Dans le cadre d'une
cession d'hôtel, le nouvel exploitant peut-il utiliser dans son intégralité le
fichier 'clients' constitué par le
précédant responsable de l'établissement ?
Matthieu Bourgeois :
Oui, à la condition que la collecte des données figurant dans le fichier ait
été effectuée correctement, c'est-à-dire en conformité avec la loi informatique
et libertés. Il faut notamment que ce fichier ait été déclaré à la CNIL. Dans
une affaire jugée par la Cour de cassation en 2013, la cession d'un fond de
commerce a été purement et simplement annulée, au motif que le fichier clients
n'avait pas été déclaré à la CNIL. Les conséquences de cette décision ont été
dramatiques pour le vendeur, puisqu'il s'est vu contraint de restituer
l'intégralité du prix qu'il avait encaissé. Cette solution est transposable à
toute cession de fonds de commerce, y compris à celle d'un hôtel.
Jusqu'où peut-on aller dans l'élaboration d'un
fichier clients ?
S'il est possible de collecter une large variété de données
personnelles, encore faut-il que la collecte soit faite pour des finalités
explicites et légitimes, en respectant le principe de proportionnalité. Ainsi,
peuvent être traitées uniquement les données strictement nécessaires aux
finalités de la collecte, et pas davantage. Par exemple, certains hôtels qui
collectent des informations très précises concernant le régime alimentaire ou
les habitudes de vie de leurs clients (statut fumeur/non-fumeur, hobbies…) ne
sont en droit de le faire que si cette collecte est justifiée par des services
spécifiques de l'hôtel dont la fourniture nécéssite de telles informations.
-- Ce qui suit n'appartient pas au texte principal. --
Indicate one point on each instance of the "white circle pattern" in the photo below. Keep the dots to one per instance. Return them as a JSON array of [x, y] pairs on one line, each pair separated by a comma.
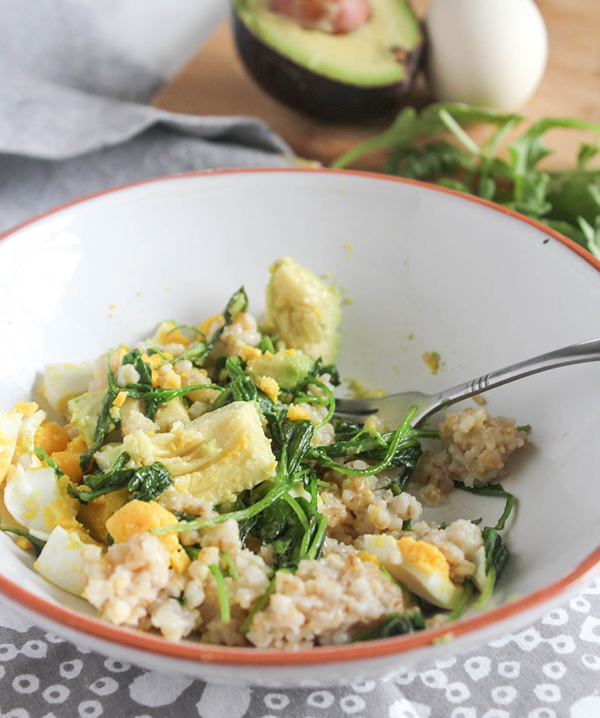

Dans de tels cas, l'hôtelier devra notamment : mettre en place des garanties strictes pour
conserver la confidentialité, en particulier par une gestion rigoureuse des
droits d'accès à de telles données ; éviter de collecter certaines données
interdites (données révélant les origines raciales, les croyances religieuses,
les orientations sexuelles…) ou réservées à certains professionnels (données de
santé…).
Doit-on demander une
quelconque autorisation au client ?
Oui, en principe. Cela ne pose généralement pas de
difficultés en pratique car ce consentement est souvent donné par les personnes
au moment de la collecte de leurs données. Il ne doit pas y avoir de collecte «
à leur insu », sauf dans des cas particuliers de collecte indirecte : par
exemple, un hôtel recevant des données d'un partenaire commercial, comme une
agence de voyage avec laquelle elle fournirait un service packagé. Dans un tel
cas, les personnes sont en principe informées de ce transfert lors la collecte
initiale ou bien lors de la communication de leur données au tiers.
Un hôtel ferme
définitivement, peut-il vendre son fichier clients ?
Oui, mais à la condition d'avoir pris des précautions
préalables, notamment en vérifiant que les clients ont bien été informés de
tous les éléments exigés par la loi (finalité, destinataire des données, droit
d'accès, de rectification et d'opposition…), et surtout que les formalités
déclaratives auprès de la CNIL ont bien été effectuées. À défaut, c'est toute
l'opération de vente qui peut être annulée (voir plus haut).